Woodstock Express is a steel kiddie roller coaster located at California's Great America in Santa Clara, California. The coaster has slight drops and turns and uses a lap bar for guests' safety. It is themed to Woodstock, the best friend of Snoopy from the Peanuts comic strip.

== History ==
Since the roller coaster opened in 1987, it has been re-themed at least three times. It was designed by Intamin and originally opened in 1984 as Scooby's Ghoster Coaster at Hanna-Barbera Land in Spring, Texas. The coaster moved to California's Great America, reopening in 1987 as Blue Streak. The coaster had a Smurfs theme when it opened within "Smurf Woods," a land featuring a Smurf village with mushroom houses. Smurf Woods was closed in the early 1990s.

Paramount Parks acquired Great America in 1993 and opened Nickelodeon Central. The coaster was given new yellow and green seats, and it was named Green Slime Mine Car in 1995. One Smurf house managed to survive; it may still be seen in the Picnic Grove area.

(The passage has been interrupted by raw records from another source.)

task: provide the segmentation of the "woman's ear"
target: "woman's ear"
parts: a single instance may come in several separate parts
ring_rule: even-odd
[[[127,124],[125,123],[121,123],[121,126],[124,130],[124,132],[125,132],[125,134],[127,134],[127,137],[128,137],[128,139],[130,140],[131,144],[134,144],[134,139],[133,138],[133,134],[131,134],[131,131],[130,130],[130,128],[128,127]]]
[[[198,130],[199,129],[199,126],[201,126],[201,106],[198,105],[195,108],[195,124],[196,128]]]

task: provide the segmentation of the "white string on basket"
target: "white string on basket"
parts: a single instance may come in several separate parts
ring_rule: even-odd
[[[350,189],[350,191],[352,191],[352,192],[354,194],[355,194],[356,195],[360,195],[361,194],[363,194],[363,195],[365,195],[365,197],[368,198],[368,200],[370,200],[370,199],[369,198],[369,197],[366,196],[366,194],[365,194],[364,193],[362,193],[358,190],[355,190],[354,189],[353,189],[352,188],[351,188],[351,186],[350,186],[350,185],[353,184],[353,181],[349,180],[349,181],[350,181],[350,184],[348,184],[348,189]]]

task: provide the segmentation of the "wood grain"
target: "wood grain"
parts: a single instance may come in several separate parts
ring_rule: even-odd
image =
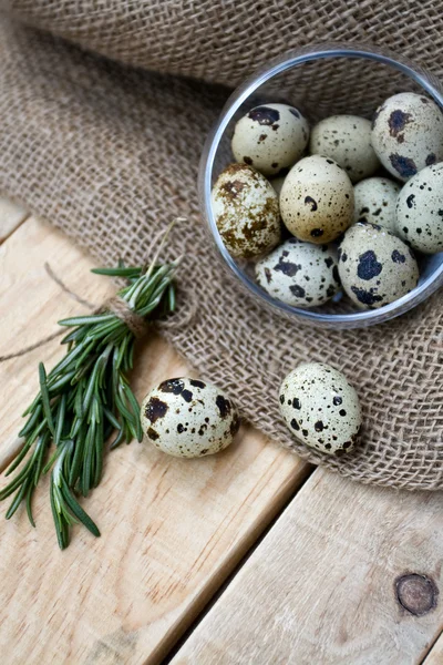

In 2002, Paramount Parks repainted the coaster orange and re-themed it as Rugrats Runaway Reptar.

In 2007, Cedar Fair Entertainment Company acquired all 5 Paramount Parks (Kings Island, Canada's Wonderland, Carowinds, Kings Dominion, and California's Great America). The park did not have the license to use Nickelodeon property, so Nickelodeon Central was re-themed to Planet Snoopy in 2010. Cedar Fair (now Six Flags) gave the coaster a new yellow paint job and the name Woodstock Express; famously named after Snoopy's best friend, Woodstock.